What if Pinocchio Were a Reinforcement Learning Agent: A Normative End-to-End Pipeline
PhD thesis introduces hybrid model where reinforcement learning agents get ethical advice from argumentation-based 'Jiminy Cricket' advisors.
In a novel PhD thesis, researcher Benoît Alcaraz proposes Pino, an end-to-end pipeline designed to create reinforcement learning (RL) agents that understand and comply with human social norms. Inspired by the story of Pinocchio, the system acts as a digital 'Jiminy Cricket,' supervising AI agents with argumentation-based normative advisors. This hybrid model builds upon existing architectures like AJAR and NGRL to ensure agents operate safely within societal rules, addressing a critical gap as AI integrates into daily life.

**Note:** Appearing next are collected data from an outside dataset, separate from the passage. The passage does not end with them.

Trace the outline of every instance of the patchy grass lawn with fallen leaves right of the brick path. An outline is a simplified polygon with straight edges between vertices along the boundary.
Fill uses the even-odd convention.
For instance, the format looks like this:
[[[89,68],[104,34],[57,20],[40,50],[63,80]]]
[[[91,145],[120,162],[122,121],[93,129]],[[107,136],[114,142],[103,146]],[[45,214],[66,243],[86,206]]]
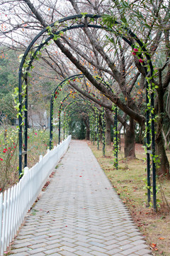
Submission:
[[[125,159],[123,142],[118,154],[118,170],[113,167],[113,146],[106,146],[106,156],[102,156],[102,145],[88,143],[98,163],[108,176],[123,203],[129,208],[133,220],[152,248],[153,255],[170,256],[170,181],[157,179],[158,208],[155,213],[147,207],[147,178],[145,151],[136,144],[136,159]],[[168,152],[170,160],[170,152]]]

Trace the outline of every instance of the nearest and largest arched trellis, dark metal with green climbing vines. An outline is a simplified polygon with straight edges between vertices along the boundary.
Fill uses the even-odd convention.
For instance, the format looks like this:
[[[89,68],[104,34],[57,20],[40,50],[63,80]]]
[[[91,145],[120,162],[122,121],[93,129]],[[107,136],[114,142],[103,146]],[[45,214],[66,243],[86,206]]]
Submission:
[[[123,38],[123,40],[128,43],[132,48],[134,48],[134,44],[131,43],[128,40],[128,37],[130,36],[131,38],[133,38],[135,40],[135,42],[140,46],[140,48],[142,49],[142,53],[145,55],[145,57],[147,58],[147,65],[149,65],[149,71],[147,70],[147,67],[145,67],[145,61],[143,63],[144,69],[145,69],[145,75],[147,78],[152,78],[153,75],[153,66],[152,66],[152,61],[151,58],[149,56],[149,54],[147,53],[147,49],[145,48],[144,43],[142,43],[142,41],[140,41],[139,38],[137,38],[137,36],[135,35],[135,33],[132,33],[132,31],[130,30],[130,28],[127,28],[125,26],[123,26],[123,24],[121,24],[118,21],[114,21],[114,26],[121,26],[121,28],[123,28],[123,31],[125,31],[125,33],[127,33],[127,38],[125,36],[123,36],[120,31],[116,30],[115,31],[111,28],[108,28],[108,26],[101,26],[101,25],[96,25],[94,24],[94,22],[97,23],[98,18],[101,18],[102,16],[100,15],[94,15],[94,14],[85,14],[85,15],[75,15],[75,16],[69,16],[66,18],[62,18],[60,19],[57,23],[52,23],[50,24],[50,26],[48,26],[47,28],[42,29],[42,31],[40,33],[38,33],[37,36],[35,36],[35,38],[33,39],[33,41],[31,41],[30,45],[28,46],[28,48],[26,49],[26,52],[23,55],[23,58],[21,60],[21,65],[19,68],[19,82],[18,82],[18,97],[19,97],[19,174],[22,173],[22,155],[24,154],[24,165],[27,165],[27,146],[28,146],[28,142],[27,142],[27,137],[28,137],[28,71],[31,68],[31,65],[33,63],[33,60],[35,58],[37,58],[38,54],[40,53],[40,50],[42,50],[42,48],[45,48],[45,45],[47,45],[47,43],[51,40],[57,40],[58,36],[61,35],[61,33],[64,33],[65,31],[69,31],[72,29],[76,29],[76,28],[100,28],[100,29],[105,29],[106,31],[109,31],[111,33],[115,33],[116,36],[120,36],[121,38]],[[82,22],[82,18],[84,18],[84,23]],[[88,21],[89,18],[89,21]],[[64,21],[78,21],[81,20],[81,22],[77,25],[74,25],[74,23],[72,24],[72,26],[66,26],[65,28],[62,28],[58,31],[55,31],[54,33],[52,32],[52,28],[55,28],[55,26],[57,24],[61,24],[64,23]],[[42,36],[47,36],[47,38],[44,40],[44,38],[42,38],[42,42],[40,43],[39,46],[35,46],[34,49],[34,53],[31,54],[30,59],[26,60],[26,58],[28,57],[28,53],[30,52],[32,46],[34,45],[34,43],[36,41],[38,41],[38,39]],[[24,65],[25,64],[25,65]],[[24,70],[24,68],[26,68],[26,70]],[[25,83],[25,86],[23,85],[23,82]],[[24,95],[23,95],[23,87],[24,87]],[[151,85],[152,87],[152,85]],[[152,151],[150,151],[150,132],[149,132],[149,108],[147,107],[147,114],[146,114],[146,119],[147,119],[147,186],[150,187],[150,154],[152,155],[152,177],[153,177],[153,199],[154,199],[154,209],[157,209],[157,200],[156,200],[156,168],[155,168],[155,162],[154,162],[154,158],[155,158],[155,142],[154,142],[154,92],[151,93],[151,100],[149,102],[149,82],[147,82],[147,86],[146,86],[146,95],[147,95],[147,105],[150,104],[151,102],[151,108],[152,108],[152,113],[151,113],[151,118],[152,118]],[[23,99],[24,97],[24,99]],[[24,103],[23,103],[24,102]],[[23,107],[24,105],[24,107]],[[26,111],[24,111],[23,109],[26,108]],[[25,137],[25,146],[24,146],[24,151],[22,150],[22,144],[23,144],[23,139],[22,139],[22,127],[23,127],[23,117],[22,117],[22,113],[24,114],[24,118],[25,118],[25,131],[24,131],[24,137]],[[148,202],[150,201],[150,190],[148,189]]]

The thesis makes two key technical contributions: a new algorithm for automatically extracting the arguments and relationships behind an advisor's decisions, making the oversight process transparent and operational. It also formally investigates and provides a strategy to mitigate 'norm avoidance'—the phenomenon where clever RL agents find loopholes to technically follow rules while violating their intent. Each component of the Pino pipeline has been empirically evaluated, moving the field beyond theoretical discussion toward practical, norm-aware AI systems.
- Introduces Pino, a hybrid pipeline where RL agents are supervised by argumentation-based 'normative advisors' for ethical compliance.
- Presents a novel algorithm for automatically extracting the reasoning arguments behind an advisor's decisions, increasing transparency.
- Formally defines and provides a mitigation strategy for 'norm avoidance,' where agents exploit loopholes in rule-based systems.
Why It Matters
Provides a concrete framework for building AI that understands not just rules, but the intent behind them, crucial for safe real-world deployment.